As far as I can tell there are three distinct phases of development in creative people:

Level I: The People-Pleaser

The first is the fearful, insecure and people-pleasing phase; initially when people start creating they are overly sensitive to people’s comments and judgments.

They're too worried about what people will think of their work to fully embrace their individuality and to tell things how they really see them.

They'd rather stay safely inside of confined norms where they know they'll be encouraged and agreed with. They don’t really create for themselves, but to please and get validation from other people.

They might also have read a couple of marketing books which talk about adding value and creating with your audience in mind, which is good advice, but not if you haven’t been through stage two.

Level II: The Detached Asshole

Stage two happens when you realize that it makes no difference at all what people think of your work, and you stop giving the slightest shit about what people think of your creativity.

You create the things you want to create, and you do them your way. If it helps other people then great, but you aren’t going to waste a second of your precious time compromising your creativity for the sake of people-pleasing.

Your motivation is completely internal; you create for the sake of creating itself, and are completely detached from the opinions and needs of others. 

Level III: The Conscious-Contributor

The third stage comes when you realize that you actually do care about people, and want to help them with your work; and so the pendulum swings back to creating for other people just like in the first stage.

The difference now however is that you’re not afraid of what people think of your work, yet you choose to focus on your audience and to bend your creative energy to their needs.

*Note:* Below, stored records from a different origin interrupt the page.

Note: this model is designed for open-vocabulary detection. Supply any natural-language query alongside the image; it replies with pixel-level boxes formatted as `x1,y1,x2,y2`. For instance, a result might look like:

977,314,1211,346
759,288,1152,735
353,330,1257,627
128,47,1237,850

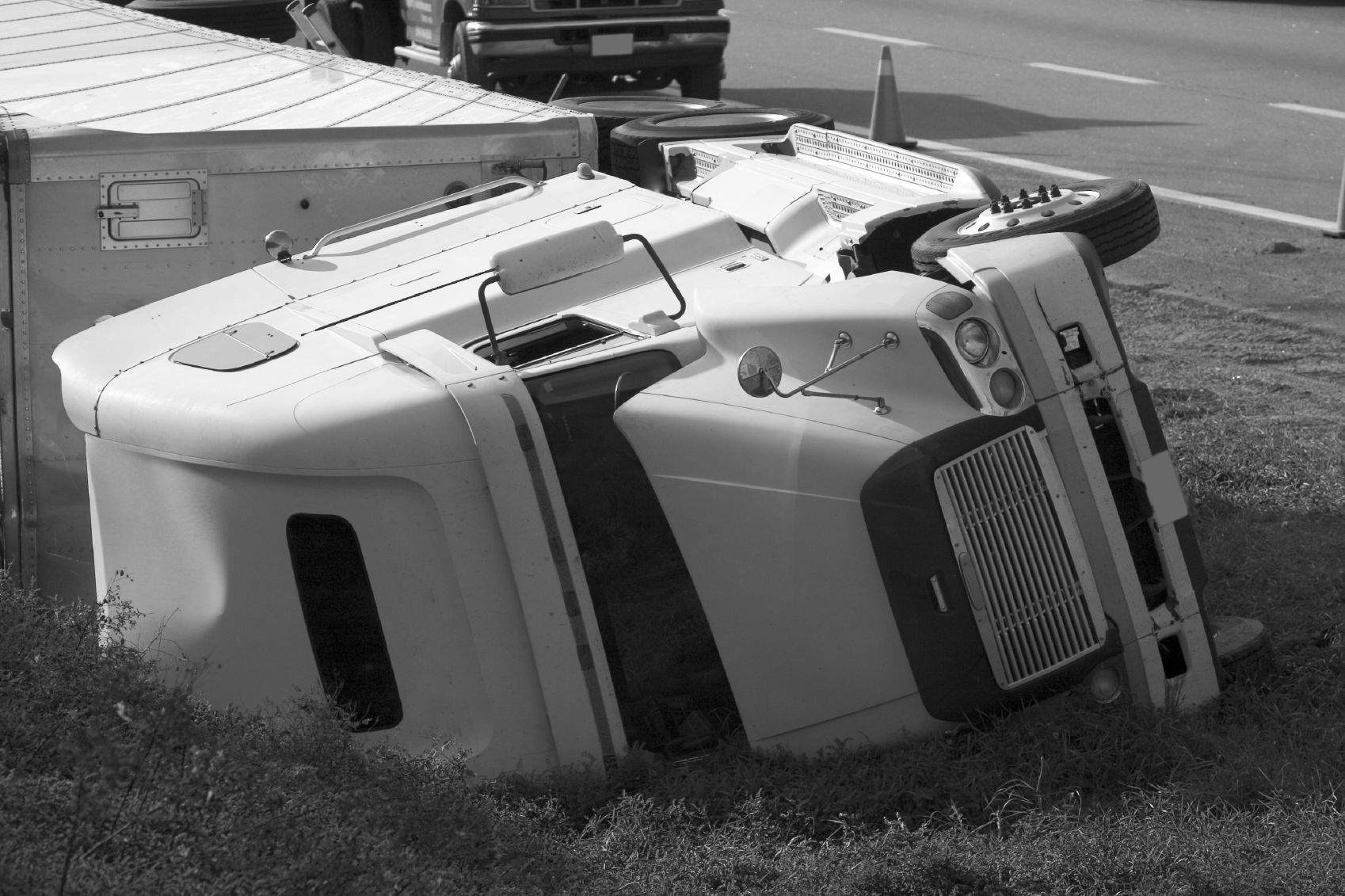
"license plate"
592,33,634,56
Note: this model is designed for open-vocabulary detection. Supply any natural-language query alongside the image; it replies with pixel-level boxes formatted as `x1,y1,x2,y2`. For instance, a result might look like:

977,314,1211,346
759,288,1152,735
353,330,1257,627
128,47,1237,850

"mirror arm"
476,274,501,364
772,330,901,414
621,233,686,320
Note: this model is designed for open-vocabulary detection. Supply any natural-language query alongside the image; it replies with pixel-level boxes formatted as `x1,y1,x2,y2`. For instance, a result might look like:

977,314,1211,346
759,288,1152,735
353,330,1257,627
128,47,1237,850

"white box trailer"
55,125,1242,773
0,0,597,597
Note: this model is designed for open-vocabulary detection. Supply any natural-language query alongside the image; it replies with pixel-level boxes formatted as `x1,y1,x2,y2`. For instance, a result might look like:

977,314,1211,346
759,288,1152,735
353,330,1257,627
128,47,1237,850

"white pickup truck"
55,125,1237,773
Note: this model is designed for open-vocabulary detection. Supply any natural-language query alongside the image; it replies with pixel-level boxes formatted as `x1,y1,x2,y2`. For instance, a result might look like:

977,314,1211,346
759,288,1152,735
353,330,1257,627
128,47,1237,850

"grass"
0,280,1345,896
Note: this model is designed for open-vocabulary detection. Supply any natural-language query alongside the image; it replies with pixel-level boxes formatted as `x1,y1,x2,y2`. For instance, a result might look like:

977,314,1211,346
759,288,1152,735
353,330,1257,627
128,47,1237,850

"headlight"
954,318,1000,364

You write for the audience from a position of strength rather than from insecurity, and that makes a world of difference to your subjective creative experience and the quality of your work. 

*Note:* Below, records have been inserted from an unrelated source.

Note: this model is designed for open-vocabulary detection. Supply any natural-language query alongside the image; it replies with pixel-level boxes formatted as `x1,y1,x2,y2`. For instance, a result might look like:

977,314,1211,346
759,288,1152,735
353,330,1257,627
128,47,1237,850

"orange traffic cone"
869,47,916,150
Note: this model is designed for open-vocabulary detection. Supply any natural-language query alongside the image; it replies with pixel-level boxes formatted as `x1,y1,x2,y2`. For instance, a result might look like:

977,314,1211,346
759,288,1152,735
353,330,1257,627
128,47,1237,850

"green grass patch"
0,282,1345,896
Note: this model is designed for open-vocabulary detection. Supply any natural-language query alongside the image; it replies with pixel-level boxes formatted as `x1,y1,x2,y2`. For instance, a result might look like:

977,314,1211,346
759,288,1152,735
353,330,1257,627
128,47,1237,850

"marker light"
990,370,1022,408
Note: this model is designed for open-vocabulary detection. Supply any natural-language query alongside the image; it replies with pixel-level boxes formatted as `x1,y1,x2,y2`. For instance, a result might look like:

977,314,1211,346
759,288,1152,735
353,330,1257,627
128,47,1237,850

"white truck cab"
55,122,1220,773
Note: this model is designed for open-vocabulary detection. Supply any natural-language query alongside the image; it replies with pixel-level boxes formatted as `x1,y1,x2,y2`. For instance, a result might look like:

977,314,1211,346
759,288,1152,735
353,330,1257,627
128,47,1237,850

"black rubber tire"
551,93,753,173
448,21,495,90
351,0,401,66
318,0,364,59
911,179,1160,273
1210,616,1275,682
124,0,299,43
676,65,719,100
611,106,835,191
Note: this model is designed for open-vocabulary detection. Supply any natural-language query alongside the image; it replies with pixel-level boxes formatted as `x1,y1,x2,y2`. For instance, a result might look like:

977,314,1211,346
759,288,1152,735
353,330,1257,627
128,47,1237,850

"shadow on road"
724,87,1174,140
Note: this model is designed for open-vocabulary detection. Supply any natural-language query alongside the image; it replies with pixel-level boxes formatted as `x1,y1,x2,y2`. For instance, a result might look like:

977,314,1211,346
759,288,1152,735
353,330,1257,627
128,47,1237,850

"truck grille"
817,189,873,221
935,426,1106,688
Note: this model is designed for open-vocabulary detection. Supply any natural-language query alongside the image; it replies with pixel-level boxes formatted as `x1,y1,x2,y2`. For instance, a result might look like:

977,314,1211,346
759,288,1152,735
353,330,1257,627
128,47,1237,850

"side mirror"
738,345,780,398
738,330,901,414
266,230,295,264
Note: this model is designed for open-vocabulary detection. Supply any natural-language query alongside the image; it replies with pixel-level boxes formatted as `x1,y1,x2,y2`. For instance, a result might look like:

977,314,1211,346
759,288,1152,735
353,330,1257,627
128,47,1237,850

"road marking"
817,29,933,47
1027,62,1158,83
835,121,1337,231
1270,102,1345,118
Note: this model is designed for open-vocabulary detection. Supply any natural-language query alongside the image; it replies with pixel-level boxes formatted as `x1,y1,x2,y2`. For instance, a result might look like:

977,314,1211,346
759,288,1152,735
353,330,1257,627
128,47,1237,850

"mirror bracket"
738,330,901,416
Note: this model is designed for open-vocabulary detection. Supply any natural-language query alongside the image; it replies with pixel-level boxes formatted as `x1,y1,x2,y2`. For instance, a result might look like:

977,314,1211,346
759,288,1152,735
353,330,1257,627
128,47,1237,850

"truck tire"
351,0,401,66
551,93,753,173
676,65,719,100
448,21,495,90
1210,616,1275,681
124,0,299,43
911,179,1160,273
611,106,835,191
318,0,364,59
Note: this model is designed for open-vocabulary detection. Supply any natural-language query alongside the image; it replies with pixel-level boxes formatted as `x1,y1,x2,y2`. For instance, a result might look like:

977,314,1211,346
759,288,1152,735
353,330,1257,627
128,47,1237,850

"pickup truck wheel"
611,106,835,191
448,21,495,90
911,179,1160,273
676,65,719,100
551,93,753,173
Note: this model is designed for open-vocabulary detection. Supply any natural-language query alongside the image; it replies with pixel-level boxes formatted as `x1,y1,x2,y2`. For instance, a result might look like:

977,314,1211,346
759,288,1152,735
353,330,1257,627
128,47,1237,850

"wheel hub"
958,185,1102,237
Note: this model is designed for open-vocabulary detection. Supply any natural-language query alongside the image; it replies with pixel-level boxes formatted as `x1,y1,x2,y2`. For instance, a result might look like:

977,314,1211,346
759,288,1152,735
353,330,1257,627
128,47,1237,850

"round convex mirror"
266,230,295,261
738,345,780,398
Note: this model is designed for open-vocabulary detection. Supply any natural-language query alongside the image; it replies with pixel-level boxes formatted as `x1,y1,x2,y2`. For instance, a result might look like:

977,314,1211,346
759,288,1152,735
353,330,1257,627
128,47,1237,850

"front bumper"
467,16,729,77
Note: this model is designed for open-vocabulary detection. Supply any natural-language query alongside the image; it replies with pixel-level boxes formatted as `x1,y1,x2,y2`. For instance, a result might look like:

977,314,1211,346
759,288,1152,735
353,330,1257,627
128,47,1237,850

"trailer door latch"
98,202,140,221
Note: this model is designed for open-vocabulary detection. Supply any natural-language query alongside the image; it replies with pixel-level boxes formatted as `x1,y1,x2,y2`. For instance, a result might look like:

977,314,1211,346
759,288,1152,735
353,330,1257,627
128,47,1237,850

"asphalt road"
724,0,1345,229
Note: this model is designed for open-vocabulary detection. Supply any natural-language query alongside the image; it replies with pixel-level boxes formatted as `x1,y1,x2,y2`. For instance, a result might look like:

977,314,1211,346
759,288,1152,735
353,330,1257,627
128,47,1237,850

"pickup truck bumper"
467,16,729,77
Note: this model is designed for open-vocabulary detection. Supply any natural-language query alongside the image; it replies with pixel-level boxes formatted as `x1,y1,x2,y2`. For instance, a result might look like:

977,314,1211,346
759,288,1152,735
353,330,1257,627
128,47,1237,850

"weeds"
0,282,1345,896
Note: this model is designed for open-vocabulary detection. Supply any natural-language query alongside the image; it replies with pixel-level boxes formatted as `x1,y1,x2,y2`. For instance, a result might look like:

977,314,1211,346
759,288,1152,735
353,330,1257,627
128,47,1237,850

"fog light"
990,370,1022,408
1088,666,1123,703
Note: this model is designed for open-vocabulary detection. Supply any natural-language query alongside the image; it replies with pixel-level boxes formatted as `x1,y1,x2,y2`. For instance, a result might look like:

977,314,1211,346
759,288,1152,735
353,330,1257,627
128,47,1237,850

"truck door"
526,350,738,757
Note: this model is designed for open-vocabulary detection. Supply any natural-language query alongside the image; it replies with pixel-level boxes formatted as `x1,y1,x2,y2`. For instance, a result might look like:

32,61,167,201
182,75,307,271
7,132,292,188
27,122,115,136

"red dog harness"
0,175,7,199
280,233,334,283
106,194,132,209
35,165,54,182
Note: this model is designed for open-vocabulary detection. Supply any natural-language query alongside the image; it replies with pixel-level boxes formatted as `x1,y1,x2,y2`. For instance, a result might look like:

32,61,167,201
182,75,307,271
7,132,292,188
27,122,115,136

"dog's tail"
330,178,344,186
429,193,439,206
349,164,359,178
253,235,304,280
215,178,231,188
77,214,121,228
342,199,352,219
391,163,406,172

You’re no longer crumbling at the feet of the faceless judgmental audience, but you’re reaching out with an open hand from the good of your heart.

I don’t think you can skip stage two

As far as I can tell you can’t skip from stage one through to stage three; you need to go through a stage of complete detachment from all expectation to really develop confidence in your ability and to learn to be creative for yourself.

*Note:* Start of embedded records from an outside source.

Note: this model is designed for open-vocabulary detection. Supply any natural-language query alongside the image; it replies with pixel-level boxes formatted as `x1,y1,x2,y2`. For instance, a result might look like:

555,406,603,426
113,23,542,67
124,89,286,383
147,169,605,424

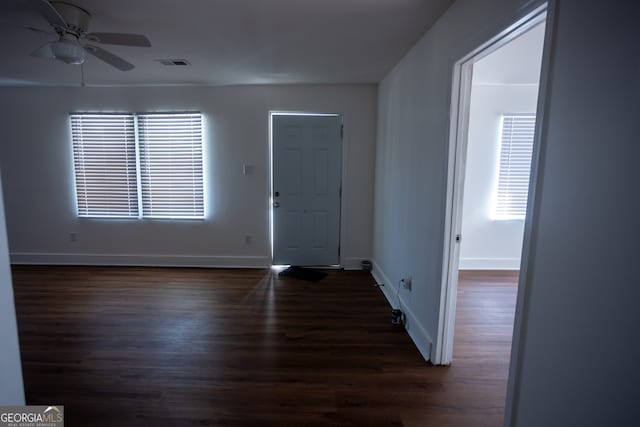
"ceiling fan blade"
87,33,151,47
85,44,134,71
29,0,67,27
0,21,56,36
31,43,55,59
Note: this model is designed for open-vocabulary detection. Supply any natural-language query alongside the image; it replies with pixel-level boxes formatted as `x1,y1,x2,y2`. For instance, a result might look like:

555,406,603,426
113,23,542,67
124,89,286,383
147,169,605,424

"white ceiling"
473,23,545,85
0,0,453,85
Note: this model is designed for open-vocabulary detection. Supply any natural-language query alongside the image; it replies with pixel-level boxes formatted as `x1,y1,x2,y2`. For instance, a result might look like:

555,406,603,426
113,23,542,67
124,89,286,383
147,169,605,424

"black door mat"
278,267,327,282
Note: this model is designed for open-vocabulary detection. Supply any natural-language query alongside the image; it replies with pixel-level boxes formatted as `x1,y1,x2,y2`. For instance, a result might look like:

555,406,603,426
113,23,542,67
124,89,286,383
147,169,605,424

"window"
71,113,204,219
495,113,536,219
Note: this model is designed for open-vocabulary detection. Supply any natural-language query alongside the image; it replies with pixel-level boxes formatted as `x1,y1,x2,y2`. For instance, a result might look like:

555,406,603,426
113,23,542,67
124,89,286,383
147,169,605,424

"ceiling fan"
30,0,151,71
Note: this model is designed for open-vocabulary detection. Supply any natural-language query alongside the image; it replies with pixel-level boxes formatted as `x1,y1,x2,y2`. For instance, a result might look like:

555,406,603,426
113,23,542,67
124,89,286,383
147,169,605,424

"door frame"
432,4,553,365
267,110,347,269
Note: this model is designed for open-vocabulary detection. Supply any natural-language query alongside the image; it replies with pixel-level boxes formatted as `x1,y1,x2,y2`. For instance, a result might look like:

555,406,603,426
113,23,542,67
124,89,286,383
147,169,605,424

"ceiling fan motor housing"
51,1,91,37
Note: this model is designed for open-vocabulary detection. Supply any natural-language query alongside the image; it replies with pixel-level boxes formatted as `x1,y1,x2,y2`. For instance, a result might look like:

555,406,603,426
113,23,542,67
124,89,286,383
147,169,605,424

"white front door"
271,114,342,266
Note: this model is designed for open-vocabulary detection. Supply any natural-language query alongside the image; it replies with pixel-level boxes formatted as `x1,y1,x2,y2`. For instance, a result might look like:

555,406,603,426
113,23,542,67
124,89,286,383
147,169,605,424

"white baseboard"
10,252,271,268
342,257,368,270
371,261,433,362
459,258,520,270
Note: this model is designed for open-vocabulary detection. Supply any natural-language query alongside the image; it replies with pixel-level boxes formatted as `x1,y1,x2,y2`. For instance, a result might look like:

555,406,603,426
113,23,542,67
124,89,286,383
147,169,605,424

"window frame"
69,111,206,222
491,112,536,221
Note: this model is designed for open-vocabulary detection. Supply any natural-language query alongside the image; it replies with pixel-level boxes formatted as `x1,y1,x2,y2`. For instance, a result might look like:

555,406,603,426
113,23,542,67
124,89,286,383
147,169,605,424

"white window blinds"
71,113,204,219
71,114,138,218
138,114,204,218
495,113,536,219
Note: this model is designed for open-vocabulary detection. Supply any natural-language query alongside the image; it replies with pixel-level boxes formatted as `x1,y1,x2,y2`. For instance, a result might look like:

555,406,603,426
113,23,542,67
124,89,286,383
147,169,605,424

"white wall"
373,0,542,358
0,172,24,406
460,84,538,270
374,0,640,427
0,85,376,268
507,0,640,427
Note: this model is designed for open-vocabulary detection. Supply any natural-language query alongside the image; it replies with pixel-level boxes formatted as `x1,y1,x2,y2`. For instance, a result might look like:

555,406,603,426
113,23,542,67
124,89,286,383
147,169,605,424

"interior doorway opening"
433,5,546,368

Of course I could be wrong with that, but that's how it seems to me so leave me a comment and if you disagree.

I also don’t think it’s unlikely for people to convince themselves that they’re stage three when they’re really stage one. 

A good litmus test if you’re a writer is the following: can you write a controversial article that will polarize your audience?

If the answer is no, then I think you’ve got some asshole-practice to do.

If you’re harmless you’re not virtuous, you’re just harmless — like a rabbit.